Of all those who signed the pact were 47 ronin who met again two years later, withÔishi Kuranosuke, former adviser of the clan, at the head. After this prudential time in Kira, the idea that they could retaliate against him had dissipated, however, he could not be more wrong. The 47 samurai entered his palace and dodged the iron defense that protected the lord by reaching his bedroom. There he was offered to commit sepukku to keep his honor, but Kira, a filthy and apparently cowardly typer, was not able and Ôishi cut off his head using the samewakizashi with which, two years earlier, his lord had used to end his life.

When the news reached the ears of the Shogun, he had no choice but to sentence the 47 samurai to death. On December 14, 1702, despite the contrary voices of the people, who admired the value of these heroes, the 47 ronin, kneeling side by side, opened their guts together and were beheaded at the same time.

The remains of these formidable warriors were placed in graves around the place where their lord rested, protecting him even in the afterlife, and today they can be visited.
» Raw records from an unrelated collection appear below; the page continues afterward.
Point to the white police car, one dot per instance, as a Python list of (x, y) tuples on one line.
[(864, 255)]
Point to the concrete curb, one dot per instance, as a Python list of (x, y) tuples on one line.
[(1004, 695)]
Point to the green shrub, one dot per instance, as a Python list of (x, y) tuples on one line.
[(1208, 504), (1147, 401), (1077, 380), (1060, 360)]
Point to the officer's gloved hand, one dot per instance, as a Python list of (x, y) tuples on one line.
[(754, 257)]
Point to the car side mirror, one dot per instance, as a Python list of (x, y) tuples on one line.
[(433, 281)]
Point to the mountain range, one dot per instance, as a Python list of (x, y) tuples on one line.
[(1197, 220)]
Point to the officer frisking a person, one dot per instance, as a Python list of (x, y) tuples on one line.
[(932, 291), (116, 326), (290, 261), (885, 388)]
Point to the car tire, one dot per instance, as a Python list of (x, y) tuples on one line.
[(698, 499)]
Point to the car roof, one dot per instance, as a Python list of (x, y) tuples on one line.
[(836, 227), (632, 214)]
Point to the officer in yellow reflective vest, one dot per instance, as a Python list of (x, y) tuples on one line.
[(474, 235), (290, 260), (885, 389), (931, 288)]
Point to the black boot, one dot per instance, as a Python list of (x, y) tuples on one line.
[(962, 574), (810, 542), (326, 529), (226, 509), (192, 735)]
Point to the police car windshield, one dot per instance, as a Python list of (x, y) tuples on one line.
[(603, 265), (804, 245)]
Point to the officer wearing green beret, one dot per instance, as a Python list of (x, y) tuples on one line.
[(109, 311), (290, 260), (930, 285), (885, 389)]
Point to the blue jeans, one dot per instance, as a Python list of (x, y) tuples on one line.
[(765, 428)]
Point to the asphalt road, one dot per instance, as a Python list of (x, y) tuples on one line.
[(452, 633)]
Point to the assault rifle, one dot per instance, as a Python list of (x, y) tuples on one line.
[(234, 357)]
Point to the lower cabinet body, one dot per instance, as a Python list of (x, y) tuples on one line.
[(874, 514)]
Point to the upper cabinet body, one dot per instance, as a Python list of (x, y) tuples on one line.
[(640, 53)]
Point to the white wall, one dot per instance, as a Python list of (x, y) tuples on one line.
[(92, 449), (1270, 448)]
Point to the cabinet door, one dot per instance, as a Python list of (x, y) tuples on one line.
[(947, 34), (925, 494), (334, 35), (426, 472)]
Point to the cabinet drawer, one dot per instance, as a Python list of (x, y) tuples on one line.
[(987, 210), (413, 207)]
The exact place is the Sengaku-ji temple, in the southwestern part of Tokyo. So far I approached to check with my own eyes if these tombs really existed and, if so, to be able to surround myself with that mysticism of legends in which honor is everything.

And there they were, the 47 tombs of the 47 most famous ronin in Japan, plus that of Mr. Asano who, wherever he is, probably feels very proud of his samurai.

USEFUL INFO

How to get: There are two ways to do it: easy and thehard. I, of course, chose the difficult one. As I arrived walking from the northern part of the temple, I got into an alley that surrounded a school and, by chance, hit the temple. Right at the entrance of the alley there is a sign in Japanese and instinct told me that I put something on the temple. It seems that you get into private homes, courtyards and mazes, but in the end you reach the temple. I leave the route map:

The easy way is to arrive from the main street on your right, which leads directly to the entrance door of the temple.

Once there, the area of ​​the graves is on the right past the door. You do not have to pay anything to enter.